Here, $\alpha'$ is a lower bound on the restart probability (typically set to $\alpha$), and $\epsilon$ specifies the error tolerance. The algorithm ensures that after each push, $p + r$ remains an exact PPR vector for $v_0$, and when the loop terminates, $p$ approximates $\pi$ with error $\epsilon|N(u)|$ per node. The constructed subgraph $\hat{G}$ contains only visited edges—providing a “local grounding” for $Q$.

5. Theoretical Properties

The Andersen–Chung–Lang theorem asserts that if $u_1, u_2, \ldots$ are the nodes successively pushed in PageRank-Nibble-Prove, then:

$\sum_{i} |N(u_i)| < \frac{1}{\alpha' \epsilon}$

Hence, the number of edges in $\hat{G}$ is at most $1/(\alpha' \epsilon)$. Both inference time and grounding size are thus $O(1/(\alpha' \epsilon))$, independent of the database size $|DB|$ or the full proof graph's size. This establishes rigorous scalability guarantees.

6. Weight Learning and Parallelization

Supervised learning is supported using triples $(Q^k, P^k, N^k)$, where $P^k$ and $N^k$ are the sets of correct and incorrect answers for $Q^k$. After running PageRank-Nibble-Prove to obtain $(p^k, \hat{G}^k)$, pairwise learning examples are collected to impose $p^k[u_+] \geq p^k[u_-]$ for all $(u_+,u_-)$ pairs.

The pairwise squared-hinge loss is:

$\ell(v_0, u_+, u_-) = \max(0, p[u_-] - p[u_+])^2$

with total objective

$$L(w) = \sum_k \sum_{u_+ \in P^k} \sum_{u_- \in N^k} \ell(v_0^k, u_+, u_-) + \mu \|w\|^2$$

using $L_2$ regularization with parameter $\mu$. Gradients w.r.t. $w$ are computed by backpropagating through power-iteration, in the style of Backstrom & Leskovec. Stochastic gradient descent is applied, with learning rate $\beta = \eta/\text{epoch}^2$.

Parallelization is realized by running independent threads over separate queries $Q^k$, grounding and updating asynchronously ("Hogwild!" style). Since each local grounding is small, the per-thread computational cost is low, and wall-clock speedup is nearly linear in thread count.

7. Empirical Results and Comparison

On the CORA citation entity resolution task (1,295 citations, 132 ground-truth papers), queries assess the predicate $\text{samebib}(BC1,BC2)$. The applied ProPPR program employs approximately 14 clauses over four predicates (author, title, venue, transitive closures) with feature annotations.

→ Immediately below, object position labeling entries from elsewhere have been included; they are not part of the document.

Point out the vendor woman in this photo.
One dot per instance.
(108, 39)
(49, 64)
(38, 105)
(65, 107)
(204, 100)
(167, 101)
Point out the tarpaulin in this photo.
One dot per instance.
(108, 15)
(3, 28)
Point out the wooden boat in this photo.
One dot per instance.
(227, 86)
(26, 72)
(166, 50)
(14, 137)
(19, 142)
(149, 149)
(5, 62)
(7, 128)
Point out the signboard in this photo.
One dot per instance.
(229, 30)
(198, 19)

Performance metrics include:

• Mean average precision (MAP): Untrained ProPPR achieves $\approx0.54$ compared to MLN's $\approx0.53$, with ProPPR demonstrating roughly 8× faster inference.
• After learning, AUCs for matching cite/author/venue/title attributes improve from $\{\approx0.68,0.84,0.86,0.91\}$ (untrained) to $\{\approx0.80,0.84,0.87,0.90\}$, outperforming MLN’s range of $\{0.52–0.63\}$.
• Inference time for ProPPR remains essentially constant as $|DB|$ increases, while MLN inference time increases substantially.
• Learning scales nearly linearly with the number of threads; up to $\approx14$–$15\times$ speedups are observed with 16 cores.

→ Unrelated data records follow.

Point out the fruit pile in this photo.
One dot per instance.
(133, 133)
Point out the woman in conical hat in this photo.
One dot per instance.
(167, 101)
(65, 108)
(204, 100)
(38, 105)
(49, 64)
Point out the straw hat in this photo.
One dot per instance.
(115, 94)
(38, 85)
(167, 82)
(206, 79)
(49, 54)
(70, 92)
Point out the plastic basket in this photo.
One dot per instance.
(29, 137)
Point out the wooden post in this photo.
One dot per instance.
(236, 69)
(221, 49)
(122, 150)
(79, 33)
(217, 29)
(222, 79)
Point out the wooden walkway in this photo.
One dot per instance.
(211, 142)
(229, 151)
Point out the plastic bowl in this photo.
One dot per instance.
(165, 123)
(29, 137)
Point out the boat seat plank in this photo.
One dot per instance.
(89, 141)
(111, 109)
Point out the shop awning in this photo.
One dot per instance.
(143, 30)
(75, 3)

All aspects of QG-PPR—graph construction, inference, and learning—are query-guided, ensuring the computation remains focused on those portions of the logic program and database relevant to $Q$, with a strong theoretical guarantee that the resulting computational cost is independent of database size (Wang et al., 2013).